Após a Shoá e quatro décadas de comunismo, a vida judaica na Polónia parecia extinta. Contudo, tal como Jacó que se levanta do pó com um novo nome, os judeus polacos começaram a ressurgir. Na década de 1990, um pequeno grupo de judeus em Varsóvia ousou imaginar novamente um Judaísmo enraizado na igualdade e no pluralismo. Fundaram o Beit Warszawa, a primeira congregação Reformista na Polónia pós-comunista.

A luta deles tem sido tão real quanto a de Jacó.
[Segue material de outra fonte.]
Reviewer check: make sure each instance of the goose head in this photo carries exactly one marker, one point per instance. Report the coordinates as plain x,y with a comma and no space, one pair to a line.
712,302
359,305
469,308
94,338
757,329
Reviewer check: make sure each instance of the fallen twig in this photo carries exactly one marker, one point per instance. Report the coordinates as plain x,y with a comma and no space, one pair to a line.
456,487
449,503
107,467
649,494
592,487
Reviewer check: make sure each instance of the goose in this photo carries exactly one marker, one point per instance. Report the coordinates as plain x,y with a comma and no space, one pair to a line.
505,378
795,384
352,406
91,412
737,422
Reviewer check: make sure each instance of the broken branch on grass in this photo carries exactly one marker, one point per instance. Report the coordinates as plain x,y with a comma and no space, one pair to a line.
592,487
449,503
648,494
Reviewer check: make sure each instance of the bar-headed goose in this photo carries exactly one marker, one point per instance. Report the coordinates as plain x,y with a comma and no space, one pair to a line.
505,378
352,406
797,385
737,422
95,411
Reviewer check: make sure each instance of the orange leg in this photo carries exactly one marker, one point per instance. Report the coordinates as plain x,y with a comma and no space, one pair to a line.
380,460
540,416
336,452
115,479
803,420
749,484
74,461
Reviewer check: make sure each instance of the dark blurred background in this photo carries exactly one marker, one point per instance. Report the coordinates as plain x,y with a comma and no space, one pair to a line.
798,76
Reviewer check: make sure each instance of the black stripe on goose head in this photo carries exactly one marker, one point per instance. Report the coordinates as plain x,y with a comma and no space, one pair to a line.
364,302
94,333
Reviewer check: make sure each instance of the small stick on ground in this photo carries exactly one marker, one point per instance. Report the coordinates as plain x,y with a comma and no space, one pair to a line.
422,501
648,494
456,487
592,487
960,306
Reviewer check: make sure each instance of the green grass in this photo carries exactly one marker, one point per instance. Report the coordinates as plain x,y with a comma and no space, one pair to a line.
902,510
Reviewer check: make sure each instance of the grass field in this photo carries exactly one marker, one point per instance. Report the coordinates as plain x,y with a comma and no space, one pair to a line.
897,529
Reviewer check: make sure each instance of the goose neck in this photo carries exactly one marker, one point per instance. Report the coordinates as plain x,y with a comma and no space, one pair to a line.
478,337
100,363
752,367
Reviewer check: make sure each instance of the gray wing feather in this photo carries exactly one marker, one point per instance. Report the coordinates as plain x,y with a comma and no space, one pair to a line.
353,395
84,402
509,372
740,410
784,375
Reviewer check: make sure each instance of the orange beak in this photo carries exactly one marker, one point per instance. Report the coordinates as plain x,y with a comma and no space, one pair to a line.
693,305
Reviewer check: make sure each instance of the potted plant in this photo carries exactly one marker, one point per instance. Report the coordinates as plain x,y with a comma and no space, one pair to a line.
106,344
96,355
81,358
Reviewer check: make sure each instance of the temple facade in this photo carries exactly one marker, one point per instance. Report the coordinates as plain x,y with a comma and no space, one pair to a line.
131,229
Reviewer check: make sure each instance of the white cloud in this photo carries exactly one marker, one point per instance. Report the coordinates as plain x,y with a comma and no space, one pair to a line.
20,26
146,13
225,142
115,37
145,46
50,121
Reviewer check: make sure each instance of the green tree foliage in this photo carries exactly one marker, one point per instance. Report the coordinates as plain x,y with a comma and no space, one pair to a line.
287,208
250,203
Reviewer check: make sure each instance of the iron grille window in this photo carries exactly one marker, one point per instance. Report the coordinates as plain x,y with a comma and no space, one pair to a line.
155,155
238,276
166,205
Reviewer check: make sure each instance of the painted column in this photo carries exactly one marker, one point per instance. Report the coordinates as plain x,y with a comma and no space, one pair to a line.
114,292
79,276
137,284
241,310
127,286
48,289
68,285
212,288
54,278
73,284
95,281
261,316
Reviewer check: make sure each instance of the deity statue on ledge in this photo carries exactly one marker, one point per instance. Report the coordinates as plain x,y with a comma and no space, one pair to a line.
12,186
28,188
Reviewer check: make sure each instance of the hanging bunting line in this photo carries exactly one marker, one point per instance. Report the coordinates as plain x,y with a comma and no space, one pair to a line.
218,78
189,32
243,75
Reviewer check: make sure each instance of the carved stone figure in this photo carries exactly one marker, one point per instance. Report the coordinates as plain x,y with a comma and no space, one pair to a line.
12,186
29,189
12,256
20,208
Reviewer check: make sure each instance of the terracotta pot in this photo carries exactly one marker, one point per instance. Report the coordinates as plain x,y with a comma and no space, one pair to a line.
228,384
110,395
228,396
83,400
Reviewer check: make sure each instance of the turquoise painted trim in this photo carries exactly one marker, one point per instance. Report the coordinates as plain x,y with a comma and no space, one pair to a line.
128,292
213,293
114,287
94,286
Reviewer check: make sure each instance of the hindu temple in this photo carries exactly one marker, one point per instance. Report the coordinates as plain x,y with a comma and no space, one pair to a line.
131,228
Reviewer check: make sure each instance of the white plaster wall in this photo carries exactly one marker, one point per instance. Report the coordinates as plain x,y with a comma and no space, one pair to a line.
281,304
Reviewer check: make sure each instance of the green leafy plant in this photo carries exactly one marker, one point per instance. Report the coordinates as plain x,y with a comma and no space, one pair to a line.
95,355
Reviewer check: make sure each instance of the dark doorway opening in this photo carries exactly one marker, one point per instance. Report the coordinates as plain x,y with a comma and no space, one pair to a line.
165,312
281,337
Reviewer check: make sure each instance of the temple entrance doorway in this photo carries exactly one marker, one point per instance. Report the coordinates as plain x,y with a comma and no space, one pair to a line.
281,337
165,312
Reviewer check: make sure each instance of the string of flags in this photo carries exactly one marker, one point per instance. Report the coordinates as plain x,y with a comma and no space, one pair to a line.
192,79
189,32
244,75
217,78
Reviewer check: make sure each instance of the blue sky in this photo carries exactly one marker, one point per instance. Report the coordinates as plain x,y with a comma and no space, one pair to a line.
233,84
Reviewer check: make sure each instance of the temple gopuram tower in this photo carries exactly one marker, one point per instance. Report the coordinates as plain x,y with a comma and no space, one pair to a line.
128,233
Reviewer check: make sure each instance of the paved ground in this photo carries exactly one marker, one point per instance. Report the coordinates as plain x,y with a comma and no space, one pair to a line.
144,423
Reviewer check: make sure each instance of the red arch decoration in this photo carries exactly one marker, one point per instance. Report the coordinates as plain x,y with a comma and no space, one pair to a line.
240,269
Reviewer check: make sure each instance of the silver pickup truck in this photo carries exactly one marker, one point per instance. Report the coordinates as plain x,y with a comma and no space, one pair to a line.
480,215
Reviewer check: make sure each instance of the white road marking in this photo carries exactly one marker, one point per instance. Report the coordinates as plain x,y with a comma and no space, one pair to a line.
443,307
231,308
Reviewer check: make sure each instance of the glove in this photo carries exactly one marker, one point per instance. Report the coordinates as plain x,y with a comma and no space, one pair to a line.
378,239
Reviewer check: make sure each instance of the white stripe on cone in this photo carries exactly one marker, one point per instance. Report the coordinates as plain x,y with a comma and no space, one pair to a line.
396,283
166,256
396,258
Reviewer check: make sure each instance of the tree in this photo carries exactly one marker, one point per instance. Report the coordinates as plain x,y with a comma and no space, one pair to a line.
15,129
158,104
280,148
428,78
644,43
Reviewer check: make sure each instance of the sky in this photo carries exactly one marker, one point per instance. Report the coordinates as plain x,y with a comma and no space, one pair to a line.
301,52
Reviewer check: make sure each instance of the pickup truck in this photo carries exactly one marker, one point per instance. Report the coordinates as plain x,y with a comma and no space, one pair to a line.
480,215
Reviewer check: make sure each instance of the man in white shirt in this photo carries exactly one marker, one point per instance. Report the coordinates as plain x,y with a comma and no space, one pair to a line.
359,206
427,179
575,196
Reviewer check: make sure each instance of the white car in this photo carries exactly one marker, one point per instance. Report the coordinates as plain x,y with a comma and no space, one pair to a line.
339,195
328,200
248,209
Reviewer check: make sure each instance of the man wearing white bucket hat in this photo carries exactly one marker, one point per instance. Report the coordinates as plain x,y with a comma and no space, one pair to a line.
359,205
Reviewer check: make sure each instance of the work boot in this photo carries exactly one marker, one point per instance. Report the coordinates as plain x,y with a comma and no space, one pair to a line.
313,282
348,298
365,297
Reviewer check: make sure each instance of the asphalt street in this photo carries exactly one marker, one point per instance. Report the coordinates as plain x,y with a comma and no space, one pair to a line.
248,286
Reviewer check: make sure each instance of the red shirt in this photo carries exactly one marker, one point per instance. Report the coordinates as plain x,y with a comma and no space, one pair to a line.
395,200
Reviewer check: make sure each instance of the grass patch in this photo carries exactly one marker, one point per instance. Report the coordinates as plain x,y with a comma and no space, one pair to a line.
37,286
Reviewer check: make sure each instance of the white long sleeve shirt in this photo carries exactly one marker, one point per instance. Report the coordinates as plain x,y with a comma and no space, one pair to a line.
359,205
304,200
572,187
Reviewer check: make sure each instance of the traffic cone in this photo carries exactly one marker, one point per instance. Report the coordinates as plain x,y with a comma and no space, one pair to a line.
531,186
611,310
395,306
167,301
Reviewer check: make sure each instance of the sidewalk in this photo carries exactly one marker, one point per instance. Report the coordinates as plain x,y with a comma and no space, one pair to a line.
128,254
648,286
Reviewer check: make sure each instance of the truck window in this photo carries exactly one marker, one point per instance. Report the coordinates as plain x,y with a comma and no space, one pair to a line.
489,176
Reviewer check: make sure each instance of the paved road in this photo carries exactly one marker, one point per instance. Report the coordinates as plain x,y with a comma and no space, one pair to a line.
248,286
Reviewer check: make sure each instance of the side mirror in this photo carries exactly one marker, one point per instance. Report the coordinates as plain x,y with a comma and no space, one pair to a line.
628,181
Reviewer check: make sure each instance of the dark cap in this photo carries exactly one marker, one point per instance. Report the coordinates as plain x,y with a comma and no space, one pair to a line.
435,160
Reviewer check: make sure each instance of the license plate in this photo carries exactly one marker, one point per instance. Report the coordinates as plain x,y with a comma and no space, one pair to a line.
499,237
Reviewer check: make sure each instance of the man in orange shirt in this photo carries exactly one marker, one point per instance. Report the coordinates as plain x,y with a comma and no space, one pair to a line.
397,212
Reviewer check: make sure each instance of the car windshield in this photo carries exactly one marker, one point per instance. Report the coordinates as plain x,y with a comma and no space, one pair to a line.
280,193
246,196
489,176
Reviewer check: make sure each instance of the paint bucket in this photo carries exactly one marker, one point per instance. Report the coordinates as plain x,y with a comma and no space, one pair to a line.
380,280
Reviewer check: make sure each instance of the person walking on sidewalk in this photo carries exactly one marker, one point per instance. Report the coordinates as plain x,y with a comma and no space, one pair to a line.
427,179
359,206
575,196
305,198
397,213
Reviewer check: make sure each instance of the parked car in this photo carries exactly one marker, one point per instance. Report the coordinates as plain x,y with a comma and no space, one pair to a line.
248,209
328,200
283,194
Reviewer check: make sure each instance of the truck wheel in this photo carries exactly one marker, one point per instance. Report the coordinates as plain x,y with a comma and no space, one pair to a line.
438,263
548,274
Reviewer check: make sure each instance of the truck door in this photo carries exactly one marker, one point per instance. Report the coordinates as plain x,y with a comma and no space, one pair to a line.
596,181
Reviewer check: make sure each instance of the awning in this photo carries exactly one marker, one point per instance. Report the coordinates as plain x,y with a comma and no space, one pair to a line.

O governo polaco reconhece apenas a União Ortodoxa das Comunidades Religiosas Judaicas como representante oficial da vida judaica, excluindo congregações Reformistas e Progressistas do financiamento público e da legitimidade institucional. Ainda assim, o Beit Warszawa persistiu. Os seus rabinos formaram líderes locais, traduziram livros de oração para o polaco e construíram uma comunidade que reza, estuda e celebra com a sua própria voz.

Neste contexto, atravessam gerações as palavras de Rosa Luxemburgo — uma pensadora judaica polaca que também lutou com questões de identidade e poder:
 “A liberdade é sempre a liberdade daquele que pensa de maneira diferente.”

A sua afirmação captura a essência da luta judaica progressista na Polónia. Construir um Judaísmo pluralista numa sociedade que reconhece apenas uma forma oficial de vida judaica é afirmar precisamente essa liberdade. O conceito de liberdade de Luxemburgo, como direito à divergência, espelha a luta nocturna de Jacó. Ambos se recusam a ceder a sua identidade àqueles que reivindicam o poder de ditar a identidade do outro.

Os judeus progressistas da Polónia recuperaram um espaço que durante muito tempo lhes fora negado, incorporando o que o texto da Parashá Vayishlach proclama: não herdamos a identidade totalmente conformada, definimo-la através da luta. Cada novo amanhecer exige coragem para enfrentar o desconhecido, para ser ferido e, ainda assim, seguir adiante.

Para os judeus progressistas de todo o mundo, esta história polaca levanta uma questão que vai muito além de Varsóvia. Nas nossas próprias comunidades — seja em Budapeste, Berlim, Buenos Aires ou Boston — não estamos também a lutar pelo direito de moldar o Judaísmo à nossa imagem? Como podemos renovar a nossa tradição sem perder a sua profundidade? Como podemos permanecer fiéis e, ao mesmo tempo, livres?

Viver como judeus Reformistas é habitar o nome Israel: é lutar com Deus e uns com os outros; é testar as formas herdadas e manter vivo o pacto, criando espaço para a liberdade e a divergência. Talvez a nossa bênção não provenha da convicção inabalável, mas da determinação de permanecer na luta.

Ser Israel é lutar com Deus e com a humanidade, e resistir. O Movimento Progressista polaco, ao insistir na dignidade, no pluralismo e na renovação, permanece nessa linhagem. Os seus membros carregam a passada coxa de Jacó, mas também a sua bênção: uma fé testada, transformada e viva.

Numa terra onde a modernidade judaica foi outrora declarada impossível, a sua própria existência proclama: “lutámos — e ainda estamos aqui.”